A bipartisan group of 37 lawmakers from across the country sent a letter last week to the FBI and other federal authorities to investigate and provide “enhanced security” to organizations listed on the website and to work with media companies. social and Internet service providers to prevent further distribution of the site.
“We must not condone this incitement,” wrote U.S. Representative Josh Gottheimer and other lawmakers.
Spokespersons for federal agencies did not respond to emails seeking comment on Tuesday. Messages sent to the email listed on the Mapping Project site in recent days have also not received a response.
Internet company GoDaddy, where the website’s domain name is registered, has reviewed the website and concluded that it has not violated its domain name registration agreement, spokesman Nick Fuller said. in a press release.
The 1984 Hosting Co., of Reykjavík, Iceland, which hosts the site, said in an email that it facilitates freedom of expression but does not host those who advocate violence, terror, repression or hatred.
The company declined to comment when specifically asked about Jewish community concerns in follow-up posts.
“We have suffered severe cyberattacks, legal attacks and physical threats from hate groups of various persuasions trying to get us removed from websites,” the company said in its statement. “We don’t give in, no matter what.”
Local Jewish community leaders say the website launch comes as anti-Semitism is on the rise in New England.
More than 100 anti-Semitic incidents such as vandalism, harassment and assault were recorded in Massachusetts last year, up 48% from the previous year, according to the ADL’s annual report. Incidents rose more than 40% overall in New England, excluding Connecticut, according to the report.
Among the incidents last year in Massachusetts were the stabbing of a rabbi near a Jewish day school in Boston and the Duxbury High School football team’s use of terms anti-Semitic in its calls to play.

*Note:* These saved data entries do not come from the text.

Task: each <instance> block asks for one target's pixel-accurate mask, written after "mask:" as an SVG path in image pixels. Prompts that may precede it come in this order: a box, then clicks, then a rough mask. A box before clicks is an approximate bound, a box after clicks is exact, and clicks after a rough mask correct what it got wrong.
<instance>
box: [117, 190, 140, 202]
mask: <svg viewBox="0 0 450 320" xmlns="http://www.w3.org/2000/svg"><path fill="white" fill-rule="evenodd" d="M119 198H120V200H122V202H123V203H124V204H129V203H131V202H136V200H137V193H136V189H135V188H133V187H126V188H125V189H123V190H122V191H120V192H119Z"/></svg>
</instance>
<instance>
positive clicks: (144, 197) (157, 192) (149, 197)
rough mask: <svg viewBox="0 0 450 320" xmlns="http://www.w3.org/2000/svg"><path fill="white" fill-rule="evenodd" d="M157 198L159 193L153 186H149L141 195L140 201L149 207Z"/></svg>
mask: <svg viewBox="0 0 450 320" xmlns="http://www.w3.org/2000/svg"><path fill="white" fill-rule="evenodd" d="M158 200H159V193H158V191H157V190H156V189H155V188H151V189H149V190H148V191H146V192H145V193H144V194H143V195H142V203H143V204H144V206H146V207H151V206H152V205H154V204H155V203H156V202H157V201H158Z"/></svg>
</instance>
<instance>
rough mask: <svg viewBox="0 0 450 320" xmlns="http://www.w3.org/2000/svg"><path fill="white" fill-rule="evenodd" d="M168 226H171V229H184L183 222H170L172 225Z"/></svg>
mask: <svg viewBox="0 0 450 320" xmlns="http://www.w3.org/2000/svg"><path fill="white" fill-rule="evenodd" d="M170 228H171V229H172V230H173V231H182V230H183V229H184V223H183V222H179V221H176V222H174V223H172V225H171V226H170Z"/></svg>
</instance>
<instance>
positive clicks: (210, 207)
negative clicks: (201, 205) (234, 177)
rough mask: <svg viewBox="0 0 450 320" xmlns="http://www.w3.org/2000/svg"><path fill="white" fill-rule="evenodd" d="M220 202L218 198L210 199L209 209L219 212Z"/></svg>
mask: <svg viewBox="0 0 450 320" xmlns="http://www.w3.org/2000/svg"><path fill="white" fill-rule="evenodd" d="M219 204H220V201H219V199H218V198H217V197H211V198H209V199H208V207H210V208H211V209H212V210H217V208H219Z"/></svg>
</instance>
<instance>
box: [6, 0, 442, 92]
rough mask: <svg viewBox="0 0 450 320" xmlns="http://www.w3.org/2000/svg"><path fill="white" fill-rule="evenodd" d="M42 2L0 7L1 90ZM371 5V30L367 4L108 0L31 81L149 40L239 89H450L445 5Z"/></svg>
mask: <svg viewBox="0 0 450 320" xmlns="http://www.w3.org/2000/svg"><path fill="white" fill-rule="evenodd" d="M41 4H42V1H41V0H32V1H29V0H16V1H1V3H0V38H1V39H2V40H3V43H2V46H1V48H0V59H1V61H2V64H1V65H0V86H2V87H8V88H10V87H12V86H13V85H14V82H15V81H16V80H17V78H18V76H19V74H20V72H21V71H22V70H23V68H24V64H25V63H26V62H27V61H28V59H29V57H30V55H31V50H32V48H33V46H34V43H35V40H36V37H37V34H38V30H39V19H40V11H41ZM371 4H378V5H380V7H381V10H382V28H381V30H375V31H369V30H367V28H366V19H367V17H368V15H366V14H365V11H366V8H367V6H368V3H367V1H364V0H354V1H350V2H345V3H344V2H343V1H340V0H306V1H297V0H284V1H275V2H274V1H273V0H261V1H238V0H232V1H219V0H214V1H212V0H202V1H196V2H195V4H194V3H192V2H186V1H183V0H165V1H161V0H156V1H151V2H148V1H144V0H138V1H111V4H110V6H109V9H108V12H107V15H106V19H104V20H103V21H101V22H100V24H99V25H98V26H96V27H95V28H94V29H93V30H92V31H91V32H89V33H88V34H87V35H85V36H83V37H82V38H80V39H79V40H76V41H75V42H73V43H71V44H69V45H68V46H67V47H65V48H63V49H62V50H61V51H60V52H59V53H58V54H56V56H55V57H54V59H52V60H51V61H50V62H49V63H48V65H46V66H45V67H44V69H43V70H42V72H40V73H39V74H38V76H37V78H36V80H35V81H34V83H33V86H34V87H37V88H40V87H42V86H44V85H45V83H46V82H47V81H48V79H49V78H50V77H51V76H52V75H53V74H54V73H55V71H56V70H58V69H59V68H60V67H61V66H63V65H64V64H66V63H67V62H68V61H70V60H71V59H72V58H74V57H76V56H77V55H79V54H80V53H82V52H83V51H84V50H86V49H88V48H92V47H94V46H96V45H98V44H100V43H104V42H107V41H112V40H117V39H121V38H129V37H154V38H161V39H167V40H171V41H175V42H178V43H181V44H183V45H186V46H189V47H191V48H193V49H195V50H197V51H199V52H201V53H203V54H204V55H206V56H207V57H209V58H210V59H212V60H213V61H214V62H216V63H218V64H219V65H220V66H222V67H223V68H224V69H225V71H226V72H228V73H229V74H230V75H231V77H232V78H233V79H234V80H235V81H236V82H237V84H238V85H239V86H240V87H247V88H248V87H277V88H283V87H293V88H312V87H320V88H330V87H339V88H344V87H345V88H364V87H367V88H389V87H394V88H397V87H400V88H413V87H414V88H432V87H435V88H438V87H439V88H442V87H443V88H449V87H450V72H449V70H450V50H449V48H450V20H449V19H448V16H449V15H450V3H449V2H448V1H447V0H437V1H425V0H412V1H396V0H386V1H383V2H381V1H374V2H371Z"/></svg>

Jeremy Yamin, vice president of Combined Jewish Philanthropies, a Boston nonprofit named on the Mapping Project, said local Jewish groups have been reaching out in recent days to see how they should respond.
He encouraged them not to overreact, but also to make sure their safety plans, equipment and staff training are up to date.
“We’re really focused on long-term preparation,” Yamin said. “That’s serious anti-Semitic rhetoric, but it’s also part of a range of issues that we’ve been dealing with for some time.”
Rabbi Ron Fish, who has a son who is entering Gann Academy, said he was confident the private school in Waltham was taking the necessary precautions and would not hesitate to send them to class when they resume at school. ‘fall.
“The targeting of children is horrible,” said Fish, who is also the ADL’s director of anti-Semitism advocacy. “The Mapping Project is guilty of committing such an outrageous and dangerous act. But hiding is not a solution.